In the United Kingdom it is estimated that only 8% of patients who suffer out of hospital cardiac arrest (OHCA) will survive to leave hospital (1). This case report discusses a patient’s excellent recovery, following prolonged resuscitation and highlights factors that may affect a favourable outcome, as well as the potential role of percutaneous coronary intervention (PCI) in OHCA.

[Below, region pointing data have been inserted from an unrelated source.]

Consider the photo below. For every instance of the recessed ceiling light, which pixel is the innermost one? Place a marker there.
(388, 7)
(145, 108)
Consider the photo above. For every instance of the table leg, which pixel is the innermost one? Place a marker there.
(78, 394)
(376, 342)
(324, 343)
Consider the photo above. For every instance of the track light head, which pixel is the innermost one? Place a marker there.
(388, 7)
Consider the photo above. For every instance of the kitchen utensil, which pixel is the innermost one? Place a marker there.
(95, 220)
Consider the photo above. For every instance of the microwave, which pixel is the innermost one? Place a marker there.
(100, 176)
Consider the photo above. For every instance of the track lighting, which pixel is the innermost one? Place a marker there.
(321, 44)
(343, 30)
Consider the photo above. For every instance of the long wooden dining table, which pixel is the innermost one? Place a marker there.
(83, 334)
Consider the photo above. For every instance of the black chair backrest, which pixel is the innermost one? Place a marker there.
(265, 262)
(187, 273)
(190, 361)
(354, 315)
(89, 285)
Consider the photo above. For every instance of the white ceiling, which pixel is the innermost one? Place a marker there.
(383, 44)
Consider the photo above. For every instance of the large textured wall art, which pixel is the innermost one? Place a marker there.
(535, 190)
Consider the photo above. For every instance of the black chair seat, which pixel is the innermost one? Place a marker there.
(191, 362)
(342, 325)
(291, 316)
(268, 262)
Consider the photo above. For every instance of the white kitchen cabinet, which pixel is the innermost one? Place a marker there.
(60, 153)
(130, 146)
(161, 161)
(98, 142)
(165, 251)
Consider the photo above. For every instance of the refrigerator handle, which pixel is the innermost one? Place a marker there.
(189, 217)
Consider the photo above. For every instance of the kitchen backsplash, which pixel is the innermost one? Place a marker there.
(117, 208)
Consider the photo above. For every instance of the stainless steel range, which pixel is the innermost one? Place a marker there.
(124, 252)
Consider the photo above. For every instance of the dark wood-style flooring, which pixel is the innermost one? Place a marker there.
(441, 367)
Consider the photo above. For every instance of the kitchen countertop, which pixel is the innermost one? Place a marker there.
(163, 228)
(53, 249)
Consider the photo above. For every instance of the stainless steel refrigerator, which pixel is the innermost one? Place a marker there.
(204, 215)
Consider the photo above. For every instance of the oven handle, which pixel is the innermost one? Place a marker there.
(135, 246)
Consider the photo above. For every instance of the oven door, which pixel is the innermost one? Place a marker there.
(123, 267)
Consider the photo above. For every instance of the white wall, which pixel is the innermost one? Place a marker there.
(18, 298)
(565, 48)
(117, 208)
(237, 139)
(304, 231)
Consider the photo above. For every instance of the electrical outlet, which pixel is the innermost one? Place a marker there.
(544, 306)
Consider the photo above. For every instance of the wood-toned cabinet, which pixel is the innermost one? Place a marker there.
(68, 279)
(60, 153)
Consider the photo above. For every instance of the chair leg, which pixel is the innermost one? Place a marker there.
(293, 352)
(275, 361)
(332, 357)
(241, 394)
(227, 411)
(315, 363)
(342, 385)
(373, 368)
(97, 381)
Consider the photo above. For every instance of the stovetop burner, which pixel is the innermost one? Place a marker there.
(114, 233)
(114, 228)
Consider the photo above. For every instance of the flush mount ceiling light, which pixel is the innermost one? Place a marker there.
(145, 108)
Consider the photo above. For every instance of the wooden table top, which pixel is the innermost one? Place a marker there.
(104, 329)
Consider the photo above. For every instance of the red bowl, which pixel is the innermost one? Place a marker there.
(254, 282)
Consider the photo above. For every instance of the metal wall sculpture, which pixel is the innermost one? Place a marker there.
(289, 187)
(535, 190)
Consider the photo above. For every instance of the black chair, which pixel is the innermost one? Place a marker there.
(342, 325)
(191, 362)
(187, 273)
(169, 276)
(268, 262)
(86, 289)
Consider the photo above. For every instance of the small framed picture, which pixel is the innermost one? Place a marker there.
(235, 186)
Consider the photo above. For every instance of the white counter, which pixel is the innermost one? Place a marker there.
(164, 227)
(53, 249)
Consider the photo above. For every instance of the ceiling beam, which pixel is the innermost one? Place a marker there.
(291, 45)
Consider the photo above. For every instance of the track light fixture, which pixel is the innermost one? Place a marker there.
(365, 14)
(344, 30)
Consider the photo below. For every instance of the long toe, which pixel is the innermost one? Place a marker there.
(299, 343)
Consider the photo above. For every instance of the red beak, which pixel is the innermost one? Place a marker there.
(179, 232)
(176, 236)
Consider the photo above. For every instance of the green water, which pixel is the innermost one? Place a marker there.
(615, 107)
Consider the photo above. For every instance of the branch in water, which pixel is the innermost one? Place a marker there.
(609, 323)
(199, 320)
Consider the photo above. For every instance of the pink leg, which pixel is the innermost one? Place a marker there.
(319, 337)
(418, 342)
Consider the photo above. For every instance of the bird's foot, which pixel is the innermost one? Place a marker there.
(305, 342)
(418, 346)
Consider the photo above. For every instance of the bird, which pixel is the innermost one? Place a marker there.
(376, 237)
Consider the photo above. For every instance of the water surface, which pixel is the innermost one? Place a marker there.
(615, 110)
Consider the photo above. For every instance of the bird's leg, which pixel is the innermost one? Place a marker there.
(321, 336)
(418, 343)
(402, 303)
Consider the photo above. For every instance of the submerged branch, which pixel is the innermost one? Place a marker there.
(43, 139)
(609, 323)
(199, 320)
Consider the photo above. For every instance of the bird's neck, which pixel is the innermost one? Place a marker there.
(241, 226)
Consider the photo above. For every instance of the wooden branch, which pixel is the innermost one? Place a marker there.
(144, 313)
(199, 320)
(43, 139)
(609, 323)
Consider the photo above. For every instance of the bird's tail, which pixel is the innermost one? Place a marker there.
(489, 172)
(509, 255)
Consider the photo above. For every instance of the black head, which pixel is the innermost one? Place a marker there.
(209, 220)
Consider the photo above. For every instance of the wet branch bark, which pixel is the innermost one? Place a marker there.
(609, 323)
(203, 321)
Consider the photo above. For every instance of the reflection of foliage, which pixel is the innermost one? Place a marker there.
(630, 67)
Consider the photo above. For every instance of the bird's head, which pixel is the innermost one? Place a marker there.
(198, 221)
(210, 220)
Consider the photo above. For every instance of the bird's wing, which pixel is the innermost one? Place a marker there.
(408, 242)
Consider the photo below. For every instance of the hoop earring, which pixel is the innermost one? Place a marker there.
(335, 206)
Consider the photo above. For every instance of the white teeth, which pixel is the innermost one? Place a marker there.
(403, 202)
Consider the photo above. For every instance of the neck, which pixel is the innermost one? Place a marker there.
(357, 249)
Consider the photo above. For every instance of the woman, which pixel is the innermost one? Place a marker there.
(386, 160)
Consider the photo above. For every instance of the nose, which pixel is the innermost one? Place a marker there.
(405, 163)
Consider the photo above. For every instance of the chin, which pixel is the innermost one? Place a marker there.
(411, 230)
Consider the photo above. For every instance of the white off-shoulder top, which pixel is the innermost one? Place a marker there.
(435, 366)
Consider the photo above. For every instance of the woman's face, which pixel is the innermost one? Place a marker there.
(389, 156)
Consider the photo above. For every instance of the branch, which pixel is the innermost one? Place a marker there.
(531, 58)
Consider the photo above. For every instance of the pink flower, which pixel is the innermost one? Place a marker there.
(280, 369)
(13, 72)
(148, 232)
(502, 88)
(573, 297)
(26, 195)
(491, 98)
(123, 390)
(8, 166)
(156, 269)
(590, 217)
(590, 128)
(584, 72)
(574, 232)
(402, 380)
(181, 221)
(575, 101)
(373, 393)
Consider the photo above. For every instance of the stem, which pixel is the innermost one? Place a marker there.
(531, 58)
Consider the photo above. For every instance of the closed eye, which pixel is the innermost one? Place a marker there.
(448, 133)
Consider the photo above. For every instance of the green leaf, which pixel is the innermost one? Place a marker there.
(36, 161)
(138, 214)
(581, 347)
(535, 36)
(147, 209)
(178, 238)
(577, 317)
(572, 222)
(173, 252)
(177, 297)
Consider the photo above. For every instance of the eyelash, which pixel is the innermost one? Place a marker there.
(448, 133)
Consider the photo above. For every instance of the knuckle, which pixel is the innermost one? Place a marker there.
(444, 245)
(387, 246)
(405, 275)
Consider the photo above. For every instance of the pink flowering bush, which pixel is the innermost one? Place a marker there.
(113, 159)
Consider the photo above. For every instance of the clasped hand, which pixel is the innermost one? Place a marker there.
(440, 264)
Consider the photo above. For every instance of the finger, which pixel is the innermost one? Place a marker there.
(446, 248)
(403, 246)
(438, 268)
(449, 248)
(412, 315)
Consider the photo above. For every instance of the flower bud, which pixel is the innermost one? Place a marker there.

This case presents a 68-year-old gentleman with a background of significant alcohol consumption, who smoked up to 60 cigarettes per day and had a previous transient ischaemic attack (TIA). He was otherwise living independently at home with his partner. He had a witnessed collapse whilst at home, following an episode of chest pain. His wife was unable to elicit any response and hence called for an ambulance.
Paramedics reportedly arrived on scene and were with the patient within four minutes of the call. Cardiopulmonary resuscitation (CPR) was initiated by the paramedics with an initial rhythm of ventricular fibrillation (VF). Using a LUCAS device, they delivered a total of nine 360J shocks, with three doses of (1 mg 1:10,000 IV) adrenaline, as well as a single dose of (300 mg IV) amiodarone, with rhythms varying between VF, and pulseless electrical activity (PEA) with intermittent short periods (longest period less than 30 minutes on route) of return of spontaneous circulation (ROSC). His ECG at this point demonstrated a right bundle branch block (RBBB) pattern, a copy of which was sent to the local PCI suite en route to hospital. As there were no ST elevation changes on the ECG the decision was to attend the Emergency department first for assessment/stabilisation.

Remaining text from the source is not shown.